(6 May 2024)
RESTRICTION SUMMARY:
++CORRECTS SPELLING OF ARTIST REFERRED TO IN SHOT 9++
ASSOCIATED PRESS
New York – 6 May 2024
1. Various of pans of dress inside exhibit
2. Various of dress made from silk butterflies
3. SOUNDBITE (English) Andrew Bolton, Curator in Charge, The Costume Institute at The Metropolitan Museum of Art:
“The main theme is about reawakening garments in the collection through the senses, so through smell, through touch conceptually, through hearing. Because when a garment enters the Met’s collection, all of those senses are compromised. It just becomes a life is a work of art, so you can appreciate it in the way that it’s meant to be appreciated as a living art form. So the idea was really to resuscitate these garments and bring the sort of sensorial capacities back into them.”
4. Various of museum guests smelling, touching displays
5. Tight of sign reading “Smell but do not touch the tubes”
6. SOUNDBITE (English) Andrew Bolton, Curator in Charge, The Costume Institute at The Metropolitan Museum of Art:
“The garments date from the 17th century, early 17th century through to the present day. So there’s an enormous range and scope of garments and accessories. It’s one of the first shows we’ve done for many years that has over 50 accessories in the exhibition.”

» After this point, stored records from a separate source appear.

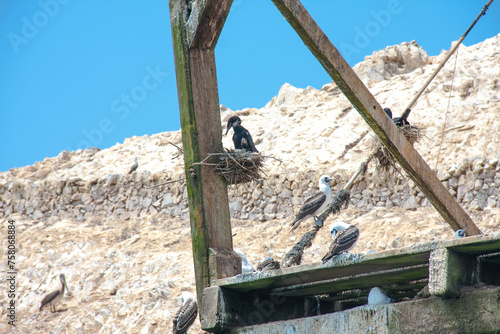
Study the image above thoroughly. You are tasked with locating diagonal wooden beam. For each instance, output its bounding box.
[187,0,234,49]
[271,0,480,235]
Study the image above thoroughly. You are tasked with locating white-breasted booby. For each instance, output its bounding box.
[454,228,466,239]
[39,273,67,313]
[235,249,255,273]
[290,175,333,231]
[128,157,139,174]
[322,221,359,263]
[225,115,258,152]
[173,291,198,334]
[256,257,280,271]
[367,287,391,305]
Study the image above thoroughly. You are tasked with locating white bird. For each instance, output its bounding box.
[173,291,198,334]
[128,157,139,174]
[39,273,67,313]
[322,221,359,263]
[454,229,466,239]
[234,250,255,273]
[290,175,333,231]
[367,287,391,305]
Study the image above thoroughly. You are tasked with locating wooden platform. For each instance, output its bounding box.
[201,234,500,333]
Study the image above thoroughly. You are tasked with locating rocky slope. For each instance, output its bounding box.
[1,34,500,333]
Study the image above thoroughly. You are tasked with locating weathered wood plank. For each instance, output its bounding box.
[187,0,234,49]
[213,234,500,293]
[229,287,500,334]
[270,0,480,235]
[169,0,240,306]
[428,248,474,298]
[270,264,429,297]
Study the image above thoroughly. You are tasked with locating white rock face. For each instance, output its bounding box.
[1,35,500,333]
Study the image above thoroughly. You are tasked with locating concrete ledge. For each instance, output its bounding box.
[230,286,500,334]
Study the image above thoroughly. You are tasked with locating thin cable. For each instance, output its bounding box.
[434,48,459,172]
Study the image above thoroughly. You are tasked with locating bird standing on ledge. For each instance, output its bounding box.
[225,115,258,152]
[290,175,333,231]
[128,157,139,174]
[322,221,359,263]
[39,273,68,313]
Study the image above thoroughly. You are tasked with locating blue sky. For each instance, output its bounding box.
[1,0,499,172]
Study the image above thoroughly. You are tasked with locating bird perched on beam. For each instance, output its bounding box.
[128,157,139,174]
[290,175,333,231]
[235,249,255,273]
[256,257,280,271]
[454,229,466,239]
[39,273,68,313]
[384,107,411,127]
[225,115,258,152]
[173,291,198,334]
[322,221,359,263]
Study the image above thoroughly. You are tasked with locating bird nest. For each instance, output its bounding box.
[194,149,265,185]
[375,124,422,172]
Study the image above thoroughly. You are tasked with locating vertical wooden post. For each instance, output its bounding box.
[169,0,240,308]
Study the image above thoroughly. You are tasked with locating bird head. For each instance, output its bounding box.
[319,175,333,185]
[329,221,350,239]
[181,291,195,303]
[59,273,67,289]
[225,115,242,135]
[454,229,466,239]
[383,107,393,118]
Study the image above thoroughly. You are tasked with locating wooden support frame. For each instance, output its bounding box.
[169,0,240,307]
[271,0,480,235]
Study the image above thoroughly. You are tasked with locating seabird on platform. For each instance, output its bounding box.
[256,257,280,271]
[225,115,258,152]
[454,229,466,239]
[235,250,255,273]
[39,273,67,313]
[290,175,333,231]
[173,291,198,334]
[367,287,391,305]
[322,221,359,263]
[128,157,139,174]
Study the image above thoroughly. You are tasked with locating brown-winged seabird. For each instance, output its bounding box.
[256,257,280,271]
[225,115,258,152]
[322,221,359,263]
[290,175,333,231]
[39,273,67,313]
[173,291,198,334]
[128,157,139,174]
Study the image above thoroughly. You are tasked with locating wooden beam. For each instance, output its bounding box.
[169,0,240,307]
[187,0,234,49]
[428,248,474,298]
[271,0,480,235]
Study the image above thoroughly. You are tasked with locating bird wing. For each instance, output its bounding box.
[40,290,60,310]
[290,191,326,230]
[322,225,359,263]
[243,130,258,153]
[173,298,198,334]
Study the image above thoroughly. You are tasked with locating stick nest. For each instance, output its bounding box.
[194,149,265,185]
[375,124,422,172]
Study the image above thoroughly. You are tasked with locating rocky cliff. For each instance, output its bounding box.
[1,34,500,333]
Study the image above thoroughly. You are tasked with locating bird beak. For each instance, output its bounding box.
[225,124,232,135]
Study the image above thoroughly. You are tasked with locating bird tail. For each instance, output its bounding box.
[321,253,334,264]
[289,218,301,231]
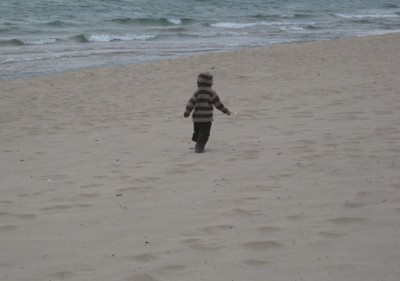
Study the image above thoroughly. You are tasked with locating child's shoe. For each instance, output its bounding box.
[195,143,205,153]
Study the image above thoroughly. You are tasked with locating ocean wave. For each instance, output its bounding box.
[167,18,182,25]
[304,25,321,30]
[0,39,25,47]
[334,12,399,20]
[69,33,157,43]
[210,20,317,31]
[110,17,192,26]
[83,34,157,43]
[280,26,306,32]
[23,38,58,45]
[178,31,243,38]
[253,13,313,20]
[0,33,157,47]
[0,38,58,47]
[46,20,68,27]
[383,4,399,8]
[210,21,274,29]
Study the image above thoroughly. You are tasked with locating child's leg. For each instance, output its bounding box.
[195,122,212,152]
[192,123,200,142]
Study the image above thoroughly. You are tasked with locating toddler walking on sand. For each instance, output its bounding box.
[184,71,231,153]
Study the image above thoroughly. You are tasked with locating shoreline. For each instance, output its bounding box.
[1,32,399,281]
[1,32,399,83]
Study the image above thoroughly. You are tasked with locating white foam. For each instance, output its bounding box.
[210,21,274,29]
[335,12,399,19]
[22,38,57,45]
[182,31,243,37]
[87,34,157,43]
[280,26,306,31]
[167,18,182,25]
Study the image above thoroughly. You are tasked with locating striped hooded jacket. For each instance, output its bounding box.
[184,72,229,122]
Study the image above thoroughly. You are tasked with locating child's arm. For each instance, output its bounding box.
[183,94,197,117]
[211,94,231,116]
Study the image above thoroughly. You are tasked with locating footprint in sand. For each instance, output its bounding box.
[0,200,14,205]
[12,214,37,220]
[240,149,260,160]
[200,224,234,234]
[226,208,263,217]
[49,271,74,280]
[343,201,366,208]
[318,232,346,238]
[287,214,306,221]
[232,197,260,204]
[190,242,225,251]
[80,183,104,189]
[79,193,100,199]
[241,241,283,251]
[165,167,189,175]
[116,185,156,193]
[76,204,92,208]
[180,238,225,251]
[39,205,72,211]
[257,226,283,233]
[391,183,400,189]
[241,259,273,267]
[328,217,366,226]
[155,265,187,276]
[126,273,159,281]
[0,225,18,232]
[41,174,69,181]
[126,253,159,263]
[243,185,282,192]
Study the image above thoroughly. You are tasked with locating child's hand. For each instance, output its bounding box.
[183,112,190,118]
[226,110,231,116]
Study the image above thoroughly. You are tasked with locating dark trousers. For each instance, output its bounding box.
[192,122,212,146]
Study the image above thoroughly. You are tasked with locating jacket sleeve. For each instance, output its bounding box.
[211,93,229,114]
[184,93,197,117]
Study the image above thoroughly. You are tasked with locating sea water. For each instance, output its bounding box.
[1,0,399,80]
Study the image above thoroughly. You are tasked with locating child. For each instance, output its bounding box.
[183,71,231,153]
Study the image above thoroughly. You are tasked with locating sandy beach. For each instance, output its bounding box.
[1,33,400,281]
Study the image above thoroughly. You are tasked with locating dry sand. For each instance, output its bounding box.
[1,33,400,281]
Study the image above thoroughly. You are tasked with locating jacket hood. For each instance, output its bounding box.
[197,71,213,87]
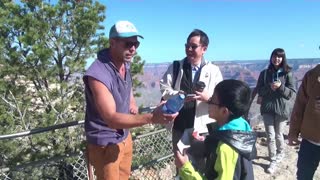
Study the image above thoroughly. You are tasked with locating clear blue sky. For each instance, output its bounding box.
[100,0,320,63]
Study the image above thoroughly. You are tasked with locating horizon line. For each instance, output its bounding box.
[143,57,320,64]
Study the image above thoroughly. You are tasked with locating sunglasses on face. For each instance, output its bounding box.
[185,43,201,50]
[124,41,140,49]
[116,39,140,49]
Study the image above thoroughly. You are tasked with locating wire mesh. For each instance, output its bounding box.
[0,152,88,180]
[0,128,176,180]
[131,129,176,179]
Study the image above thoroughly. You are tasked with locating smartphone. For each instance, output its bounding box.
[186,94,196,97]
[194,81,206,92]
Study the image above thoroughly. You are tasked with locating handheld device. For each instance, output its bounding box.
[273,75,279,83]
[193,81,206,92]
[186,94,196,97]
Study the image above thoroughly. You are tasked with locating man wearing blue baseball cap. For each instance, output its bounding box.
[83,21,178,179]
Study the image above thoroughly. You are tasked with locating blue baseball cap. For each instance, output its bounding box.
[109,21,144,39]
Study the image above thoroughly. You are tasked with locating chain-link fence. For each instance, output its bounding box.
[0,124,175,180]
[131,128,175,180]
[0,152,88,180]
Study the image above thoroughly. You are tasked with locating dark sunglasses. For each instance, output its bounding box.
[124,41,140,49]
[185,43,200,50]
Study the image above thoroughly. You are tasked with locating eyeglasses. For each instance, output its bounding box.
[124,41,140,49]
[185,43,201,50]
[116,39,140,49]
[208,97,221,106]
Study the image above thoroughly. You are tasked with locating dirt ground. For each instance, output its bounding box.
[252,122,320,180]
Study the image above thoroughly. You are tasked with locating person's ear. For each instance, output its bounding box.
[109,38,116,47]
[221,107,229,115]
[220,107,230,123]
[202,46,207,52]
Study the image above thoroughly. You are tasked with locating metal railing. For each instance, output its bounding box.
[0,103,262,180]
[0,107,176,180]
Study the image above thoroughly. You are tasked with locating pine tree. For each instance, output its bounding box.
[131,55,145,98]
[0,0,106,171]
[0,1,146,177]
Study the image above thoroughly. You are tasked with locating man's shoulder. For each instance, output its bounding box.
[310,64,320,74]
[305,64,320,79]
[86,59,106,74]
[84,58,114,82]
[167,59,184,68]
[176,58,185,65]
[203,61,220,70]
[97,48,110,62]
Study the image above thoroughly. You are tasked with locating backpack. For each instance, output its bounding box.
[256,69,267,104]
[161,61,180,101]
[171,60,180,89]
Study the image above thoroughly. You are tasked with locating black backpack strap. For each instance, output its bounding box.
[160,61,180,102]
[171,60,180,88]
[263,69,267,85]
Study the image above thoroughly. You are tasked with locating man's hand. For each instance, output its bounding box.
[175,150,189,169]
[150,103,178,124]
[130,90,138,114]
[185,90,210,102]
[130,105,138,115]
[195,89,210,102]
[288,133,301,146]
[185,94,197,102]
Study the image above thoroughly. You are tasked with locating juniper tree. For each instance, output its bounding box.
[0,1,145,175]
[0,0,107,170]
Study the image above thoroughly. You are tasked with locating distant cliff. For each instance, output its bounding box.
[135,58,320,107]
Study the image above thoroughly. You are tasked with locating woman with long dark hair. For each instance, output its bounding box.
[256,48,296,174]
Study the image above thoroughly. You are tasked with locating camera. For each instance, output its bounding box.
[193,81,206,92]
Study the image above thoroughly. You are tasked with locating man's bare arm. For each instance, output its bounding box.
[88,77,177,129]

7. Various pans of accessories
8. Various pans of dress
9 . SOUNDBITE (English) Andrew Bolton, Curator in Charge, The Costume Institute at The Metropolitan Museum of Art:
“So we work with an incredible small artist called Sissel Tolaas, and she actually collected molecular readings, smell molecules from garments. So when you, you’re smelling the actual garments, you’re smelling the olfactory history of a garment, who wore it where she lived, or he, what they ate, what they drank, what they smoked. So that’s really interesting. It’s really the olfactory history of a garment.”
10. Pan of exhibit
11. Various of dress at exhibit
12. SOUNDBITE (English) Andrew Bolton, Curator in Charge, The Costume Institute at The Metropolitan Museum of Art:
“In a way they sort of selected themselves, the garments because they’re all from our permanent collection. We have over 33,000 pieces in our collection, and we have about 220 on display. So not, not a huge amount, but yeah, a fraction of what we have.”
13. Various pans of dresses at exhibit
STORYLINE:
Sure, she was a royal princess and all. But there’s no way Sleeping Beauty ever had quite the fabulous wardrobe that’s been assembled at the Metropolitan Museum of Art.
“Sleeping Beauties: Reawakening Fashion” is the Costume Institute exhibit that debuts at Monday’s Met Gala.
It’s centered on 16 fragile garments that have been slumbering and cannot be displayed upright. But there are 220 items in total in the huge nature-themed, multisensory show that curator Andrew Bolton says is one of the museum’s most ambitious yet.
The show opens to the public Friday and runs through Sept. 2.